Another hot category are headphones, in particular, premium headphones. This has seen big growth for brands such as Sennheiser and distributor Convoy with their Dr Dre and Monster headphones.
GFK said that this category grew in value by 46% year-on-year.
“With steep value declines afflicting most segments in the consumer electronics sector, it was refreshing to find a growth story in the form of headphones,” said GfK account director Chris Peczalski.
“This segment grew by 46 per cent in value year-on-year and, uniquely for the CE sector, value growth was substantially higher than unit growth for the quarter, thanks to the increased popularity of high-end, higher-priced, over-ear style models.
“This style of headphones accounted for one-in-five of all headphones bought in the quarter.”
The popularity of tablets (which GFK call “Webbooks”) boosted the IT category due to an average 30% price drop for tablets below that of notebooks and is also contributing to the slowing value growth of the sector.

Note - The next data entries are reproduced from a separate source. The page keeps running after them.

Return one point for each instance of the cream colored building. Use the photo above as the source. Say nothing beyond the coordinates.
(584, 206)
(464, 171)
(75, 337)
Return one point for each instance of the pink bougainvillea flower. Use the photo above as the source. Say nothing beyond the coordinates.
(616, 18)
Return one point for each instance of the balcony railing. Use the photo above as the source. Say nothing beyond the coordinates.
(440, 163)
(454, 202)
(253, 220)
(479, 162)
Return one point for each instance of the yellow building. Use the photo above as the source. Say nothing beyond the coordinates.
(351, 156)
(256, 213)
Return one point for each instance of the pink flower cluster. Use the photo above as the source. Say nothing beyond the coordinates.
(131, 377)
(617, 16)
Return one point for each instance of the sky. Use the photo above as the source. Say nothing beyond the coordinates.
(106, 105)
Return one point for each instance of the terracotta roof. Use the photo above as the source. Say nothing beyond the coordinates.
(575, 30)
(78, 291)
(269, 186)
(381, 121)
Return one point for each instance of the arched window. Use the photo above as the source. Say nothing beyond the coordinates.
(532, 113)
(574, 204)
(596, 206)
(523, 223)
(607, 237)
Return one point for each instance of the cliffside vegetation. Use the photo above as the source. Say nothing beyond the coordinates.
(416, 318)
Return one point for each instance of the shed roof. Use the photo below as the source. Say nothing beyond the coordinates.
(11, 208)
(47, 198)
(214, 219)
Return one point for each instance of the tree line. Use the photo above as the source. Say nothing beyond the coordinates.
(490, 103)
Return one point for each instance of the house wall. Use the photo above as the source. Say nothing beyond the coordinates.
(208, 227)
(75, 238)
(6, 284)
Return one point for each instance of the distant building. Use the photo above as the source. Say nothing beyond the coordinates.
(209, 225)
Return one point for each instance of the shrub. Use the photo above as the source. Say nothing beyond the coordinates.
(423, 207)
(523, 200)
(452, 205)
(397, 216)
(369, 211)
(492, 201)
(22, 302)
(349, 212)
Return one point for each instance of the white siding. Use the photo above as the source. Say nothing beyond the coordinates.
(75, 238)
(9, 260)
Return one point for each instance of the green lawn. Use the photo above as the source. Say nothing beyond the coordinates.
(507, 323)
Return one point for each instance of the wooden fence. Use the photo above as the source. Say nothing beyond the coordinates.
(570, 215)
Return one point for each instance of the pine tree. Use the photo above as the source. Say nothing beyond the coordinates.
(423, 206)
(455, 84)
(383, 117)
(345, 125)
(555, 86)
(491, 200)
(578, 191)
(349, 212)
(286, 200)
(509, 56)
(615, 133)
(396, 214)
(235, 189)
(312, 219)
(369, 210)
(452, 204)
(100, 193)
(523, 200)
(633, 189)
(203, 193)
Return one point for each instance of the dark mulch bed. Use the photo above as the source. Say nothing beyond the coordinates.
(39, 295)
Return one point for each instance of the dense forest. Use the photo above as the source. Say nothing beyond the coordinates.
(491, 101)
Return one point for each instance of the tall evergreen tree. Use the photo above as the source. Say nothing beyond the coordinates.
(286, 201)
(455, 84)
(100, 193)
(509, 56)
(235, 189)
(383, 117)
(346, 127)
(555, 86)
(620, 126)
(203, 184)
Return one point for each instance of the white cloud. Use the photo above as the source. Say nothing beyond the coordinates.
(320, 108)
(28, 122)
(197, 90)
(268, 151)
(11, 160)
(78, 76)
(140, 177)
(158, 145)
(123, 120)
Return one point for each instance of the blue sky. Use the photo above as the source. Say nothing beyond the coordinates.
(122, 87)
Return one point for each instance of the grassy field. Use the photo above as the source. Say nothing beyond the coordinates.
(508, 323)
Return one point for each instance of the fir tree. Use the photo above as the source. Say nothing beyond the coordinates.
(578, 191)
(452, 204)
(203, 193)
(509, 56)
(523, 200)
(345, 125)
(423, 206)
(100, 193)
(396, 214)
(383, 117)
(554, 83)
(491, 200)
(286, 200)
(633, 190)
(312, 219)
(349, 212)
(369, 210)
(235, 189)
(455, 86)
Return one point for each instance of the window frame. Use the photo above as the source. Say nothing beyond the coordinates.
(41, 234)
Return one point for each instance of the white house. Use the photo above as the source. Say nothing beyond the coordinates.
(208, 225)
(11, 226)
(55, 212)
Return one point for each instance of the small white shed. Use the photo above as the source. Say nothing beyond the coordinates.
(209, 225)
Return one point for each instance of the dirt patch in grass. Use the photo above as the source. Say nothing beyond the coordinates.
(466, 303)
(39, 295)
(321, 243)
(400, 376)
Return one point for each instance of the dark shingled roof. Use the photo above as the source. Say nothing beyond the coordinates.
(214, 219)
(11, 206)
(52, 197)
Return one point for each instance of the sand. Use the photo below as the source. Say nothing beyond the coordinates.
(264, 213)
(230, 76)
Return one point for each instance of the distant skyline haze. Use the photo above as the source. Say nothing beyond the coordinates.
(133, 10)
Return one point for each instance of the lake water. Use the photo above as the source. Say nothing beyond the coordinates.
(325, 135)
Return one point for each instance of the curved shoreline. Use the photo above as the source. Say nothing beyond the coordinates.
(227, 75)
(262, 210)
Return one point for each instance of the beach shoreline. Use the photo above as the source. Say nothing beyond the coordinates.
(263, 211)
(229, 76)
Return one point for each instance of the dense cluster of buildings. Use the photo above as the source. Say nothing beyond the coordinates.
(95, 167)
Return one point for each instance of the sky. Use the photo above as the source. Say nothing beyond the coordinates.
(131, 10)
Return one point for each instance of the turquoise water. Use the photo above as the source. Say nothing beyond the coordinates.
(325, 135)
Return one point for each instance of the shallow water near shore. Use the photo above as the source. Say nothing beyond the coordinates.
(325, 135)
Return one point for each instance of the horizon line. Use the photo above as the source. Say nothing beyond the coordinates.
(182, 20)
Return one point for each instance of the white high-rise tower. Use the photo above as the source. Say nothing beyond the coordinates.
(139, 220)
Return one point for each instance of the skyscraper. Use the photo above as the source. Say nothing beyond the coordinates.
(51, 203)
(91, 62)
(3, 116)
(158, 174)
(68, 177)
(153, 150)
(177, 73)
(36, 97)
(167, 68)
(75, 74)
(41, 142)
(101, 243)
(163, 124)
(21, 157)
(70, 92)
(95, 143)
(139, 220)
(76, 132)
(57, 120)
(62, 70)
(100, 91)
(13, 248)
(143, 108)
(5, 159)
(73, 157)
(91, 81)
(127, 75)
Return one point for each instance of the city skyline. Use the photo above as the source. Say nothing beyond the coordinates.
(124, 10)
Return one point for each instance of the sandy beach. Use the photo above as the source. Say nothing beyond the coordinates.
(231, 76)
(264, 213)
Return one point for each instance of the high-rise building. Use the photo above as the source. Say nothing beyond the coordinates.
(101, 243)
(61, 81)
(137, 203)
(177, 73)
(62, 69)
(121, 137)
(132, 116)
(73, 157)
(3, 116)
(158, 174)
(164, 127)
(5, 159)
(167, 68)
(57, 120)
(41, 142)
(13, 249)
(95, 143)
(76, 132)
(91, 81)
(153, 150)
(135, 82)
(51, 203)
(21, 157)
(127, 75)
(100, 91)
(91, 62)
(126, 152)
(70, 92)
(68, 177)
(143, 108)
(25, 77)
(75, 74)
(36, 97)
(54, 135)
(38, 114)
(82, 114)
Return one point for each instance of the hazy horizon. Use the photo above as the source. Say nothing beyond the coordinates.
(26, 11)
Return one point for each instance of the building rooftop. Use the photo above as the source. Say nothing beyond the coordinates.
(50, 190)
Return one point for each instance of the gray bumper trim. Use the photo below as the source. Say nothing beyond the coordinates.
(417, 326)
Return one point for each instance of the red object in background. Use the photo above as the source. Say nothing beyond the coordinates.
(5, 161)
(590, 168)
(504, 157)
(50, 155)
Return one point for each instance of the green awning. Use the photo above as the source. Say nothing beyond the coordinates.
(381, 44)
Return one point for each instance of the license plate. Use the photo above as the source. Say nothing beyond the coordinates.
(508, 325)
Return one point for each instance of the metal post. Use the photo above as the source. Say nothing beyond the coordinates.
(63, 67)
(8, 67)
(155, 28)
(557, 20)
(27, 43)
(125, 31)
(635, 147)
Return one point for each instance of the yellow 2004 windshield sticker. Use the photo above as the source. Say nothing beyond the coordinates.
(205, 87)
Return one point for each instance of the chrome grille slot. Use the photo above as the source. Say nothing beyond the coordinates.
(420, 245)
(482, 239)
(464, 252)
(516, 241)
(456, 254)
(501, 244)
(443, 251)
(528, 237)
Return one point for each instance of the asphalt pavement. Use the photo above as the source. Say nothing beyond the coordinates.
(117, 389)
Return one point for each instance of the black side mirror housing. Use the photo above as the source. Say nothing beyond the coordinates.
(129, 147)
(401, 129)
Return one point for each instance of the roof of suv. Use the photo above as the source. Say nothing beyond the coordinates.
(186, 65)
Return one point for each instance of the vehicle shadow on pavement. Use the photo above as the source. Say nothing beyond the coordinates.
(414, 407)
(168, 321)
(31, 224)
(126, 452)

GFK said that tablets enjoyed a great run in the first quarter of 2012, out-selling notebooks in monthly volume for the first time in March, on the back of the iPad 3 launch.
With the sector’s growth sitting at just 2.2%, quarter 1, 2012 saw an increase of over $100 in the average selling price of notebooks when compared to quarter 1, 2011. The proliferation of the new ultrabook form factor, a slimline, fully-featured notebook, is one reason for the average price increase. Continuing supply issues for hard-drive manufacturers, resulting from last year’s Thailand floods, also contributed. This effect can also be seen in the external hard drive segment, with average prices in-creasing by 29% in the quarter.